Friday, July 10, 2009

The Drug Trade, for example

Continued from last post.

I fear that many approach the world of ideas as if allegiance to an ideology dictates one's positions on all issues. A well formed system of thought will have some core principles and a logical framework for discussing ideas. However, one will find that, in any well formed systems of ideas, there are different ways to argue both sides of most major issues.

I present two examples: Libertarians tend to favor legalization of drugs. Conservatives tend to oppose it. So, I will present a Libertarian argument against legalizing drugs and a Conservative argument for it.

The beating heart of Libertarianism is the freedom of the individual. Libertarians aspire to a society where people are making rational decisions for themselves which cumulatively improve the quality of the society itself.

A great deal of Libertarian thought centers on resolving the paradox that society cannot give an individual the right to take liberty from others.

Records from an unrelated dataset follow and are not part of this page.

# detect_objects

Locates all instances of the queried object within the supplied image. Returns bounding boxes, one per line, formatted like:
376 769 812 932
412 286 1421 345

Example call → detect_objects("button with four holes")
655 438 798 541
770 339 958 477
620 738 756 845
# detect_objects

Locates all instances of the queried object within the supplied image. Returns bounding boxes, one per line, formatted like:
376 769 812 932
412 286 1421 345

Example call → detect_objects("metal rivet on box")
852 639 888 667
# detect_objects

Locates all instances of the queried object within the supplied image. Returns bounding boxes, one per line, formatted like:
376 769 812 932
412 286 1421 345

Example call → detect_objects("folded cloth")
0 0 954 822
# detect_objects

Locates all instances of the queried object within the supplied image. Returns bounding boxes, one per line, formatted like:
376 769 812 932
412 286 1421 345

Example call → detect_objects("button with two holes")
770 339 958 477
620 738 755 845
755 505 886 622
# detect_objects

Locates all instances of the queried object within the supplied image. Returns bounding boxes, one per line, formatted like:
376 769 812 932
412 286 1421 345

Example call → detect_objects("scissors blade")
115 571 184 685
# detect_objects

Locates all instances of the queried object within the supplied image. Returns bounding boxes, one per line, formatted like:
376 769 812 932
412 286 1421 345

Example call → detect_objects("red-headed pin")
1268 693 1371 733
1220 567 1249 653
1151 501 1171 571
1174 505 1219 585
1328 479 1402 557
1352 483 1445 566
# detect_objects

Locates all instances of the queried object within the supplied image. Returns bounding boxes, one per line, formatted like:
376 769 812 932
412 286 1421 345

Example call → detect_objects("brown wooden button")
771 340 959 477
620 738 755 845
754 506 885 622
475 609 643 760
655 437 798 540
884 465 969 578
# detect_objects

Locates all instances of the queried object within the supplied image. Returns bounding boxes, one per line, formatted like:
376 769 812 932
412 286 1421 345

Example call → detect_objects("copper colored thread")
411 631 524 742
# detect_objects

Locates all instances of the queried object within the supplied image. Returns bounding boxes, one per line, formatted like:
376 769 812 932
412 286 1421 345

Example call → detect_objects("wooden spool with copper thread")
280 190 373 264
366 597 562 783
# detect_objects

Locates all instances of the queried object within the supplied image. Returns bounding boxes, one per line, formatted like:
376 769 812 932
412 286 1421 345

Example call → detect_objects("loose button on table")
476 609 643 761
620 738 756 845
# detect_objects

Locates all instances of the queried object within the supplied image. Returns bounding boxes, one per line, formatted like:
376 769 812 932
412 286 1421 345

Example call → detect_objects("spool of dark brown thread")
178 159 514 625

Psychoactive and addictive substances diminish the ability of a person to engage in rational decision making. Even worse, the drug culture often has people selling or giving away drugs in hopes of manipulating others.

A staunch Libertarian might argue that society must have a way of restricting any substance which diminishes the capacity of a person to reason based on the observation that the capacity of reason is the essence of the individual.

Conservatives are dedicated to preserving and strengthening the moral fabric of a nation. As such, Conservatives tend to be strident supporter of strong anti-drug laws.

A conservative however, might notice that the strong drug laws are not stopping the drug trade, but appear to be providing a mechanism that is funding the moral break down of society. Such a conservative would argue for legalization with the hope that legalization might create a mechanism wherein one controls the harms of the drug trade. A law and order conservative might recognize that a law not well enforced can do more harm to society than the activity outlawed.

Conversely, I should note, an anarchist hates all laws. An anarchist might like the strong drug laws as the laws makes smuggling operations lucrative and have the potential to create an underclass that could be radicalized in revolution.

Anyway, rational systems (with a set of defined principles and solid reasoning process) are not as dictatorial as people make out. Having principles affects one's approach to the challenges of the day, but it does not dictate one's actions.